Allerdings fragt sich wohl keiner der politischen Gladiatoren ob das den Bürger die Bohne interessiert wenn die ideologischen Schlachten im Rathaus geschlagen werden während es mit der Stadt finanziell bergab geht und wahrscheinlich bald zuwenig Schulbücher für die Kinder und Jugendlichen unserer Stadt zur Verfügung stehen werden!

Virtuelle Welt

4. April 2010

Gestern sah ich im Fernsehen den Film „Matrix“, und das war sowas wie ein Déjà-vu-Erlebniss. Nicht nur, dass ich den Film schon vor 10 Jahren sah und damals ziemlich begeistert von der Idee und visionären Kraft dieses düsteren Streifens war…

…auch finde ich die Fragen nach der Wahrnehmung der Realität und der totalen Abhängigkeit der Menschen von dem was ihnen als Realität vorgespiegelt wird auch gerade heute sehr aktuell!

Wie zur Bestätigung der Visionen von „Matrix“ gerieten für mich auch einige der Werbespots zwischen den kommerziellen Filmpausen: da wirbt eine Firma mit Namen „Friendscout 24“ mit der Partnersuche per Rechner und behauptet so würde man heute Freunde finden. Im Werbeclip küsst dann auch noch eine Frau passenderweise den Computer bevor sie in die schöne neue Welt der virtuellen Freunde eintritt.

Ähnliches findet sich auch bei „Parship“ und „Partner.de“ wobei ich den Spruch „nur einmal zahlen bis Sie glücklich sind“ besonders entlarvend fand. Wer bestimmt da wohl wann man „glücklich“ ist, und was kostet das „Glück“???

Offensichtlich sind wir heute, oder zumindestens viele von uns, davon abhängig was ihnen irgendwelche Computerprogramme als richtigen Lebenspartner oder als „Glück“ vorgeben. Bei manchen TV-Sendern lassen sich Jugendliche dann auch per Einblendung ins laufende Programm prozentual ausrechnen ob ihre derzeitigen Freunde/Liebhaber zu ihnen passen, oder sie ihnen den Laufpass geben sollten!

George Orwell und Aldous Huxley wären sicher entsetzt wenn sie sähen, dass ihre Befürchtungen von der Fremdbestimmung und Manipulation des Menschen so wahr geworden sind!

100.000

13. Februar 2010

Gestern abend hatte dieser Blog seinen 100 000. Leser! Ich freue mich über den guten Zuspruch und hoffe auch weiterhin auf viele Leser und anregende Diskussionen!!!

Alle Welt gedachte gestern des Mauerfalls vor 20 Jahren in Berlin! Aber da war auch noch was anderes am 09. November: 1938 brannten in diesem Lande Synagogen und wurden Menschen ermordet weil sie jüdischen Glaubens waren.

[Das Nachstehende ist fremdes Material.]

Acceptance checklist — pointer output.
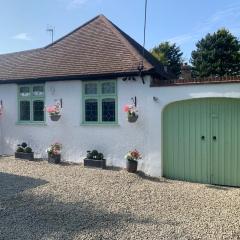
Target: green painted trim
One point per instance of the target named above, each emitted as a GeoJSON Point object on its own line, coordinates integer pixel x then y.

Im Duisburger Rathaus gab es gestern abend aus diesem Anlass eine Gedenkveranstaltung, die auch sehr gut besucht war! Der Ratssaal war proppevoll, und selbst die Zuschauertribünen waren voll. Ein städtischer Mitarbeiter meinte ganz überrascht, dass das nicht erwartet worden war da doch heute alle den zwanzigsten Jahrestages des Mauerfalls feiern würden!

Wenn man mal von dem üblichen Gedenkritualen mit Reden und Vorlesungen von Schülern absieht war die Veranstaltung im Duisburger Rathaus sehr gelungen weil ein Publizist mit Namen Günther G. Ginzel in seiner Rede sehr interessante und nachdenkenswerte Aspekte zur Sprache brachte. Nicht nur, dass er vor einer erstarrten und zu ritualisierten Gedenkkultur warnte, er fragte auch warum das Gedenken an den Widerstand gegen die Naziherrschaft zu sehr den militärischen Widerstand um Stauffenberg und andere hohe Militärs der Wehrmacht glorifiziert und die wenigen einfachen Widerstandskämpfer wie einen Georg Elser völlig vernachlässigt. Als die Wehrmachtsoffiziere des 20. Juli 1944 ihren Anschlag auf Hitler wagten waren seine Familienmitglieder schon ermordet wie der jüdische Publizist Ginzel feststellte! Die Wehrmachtsoffiziere hätten für Hitler ein Weltreich erobert wenn es gut gegangen wäre! Erst als sich die Niederlage abzeichnete trauten sie sich zum Widerstand!

Deswegen appelierte er auch eindringlich an alle aktiv zu werden gegen Verfolgung und Diskriminierung! Er erinnerte ebenso daran, dass auch die Vertreter jüdischer Gemeinden sich in Köln für den Bau der Moschee stark gemacht haben weil sie auch die Rechte der Muslime auf einen würdigen Ort für ihre Glaubensausübung respektieren.

Ich muss sagen, dass mir die Rede von Herrn Ginzel imponierte weil er sich auch den üblichen Frontstellungen verweigerte  und zu einem Bekenntnis zu humanistischen Werten und einem respektvollen Zusammenleben unterschiedlicher Bevölkerungsgruppen aufrief! In Zeiten der medialen Kultur- und Religionskriege waren das guttuende und zugleich aufklärerische Worte!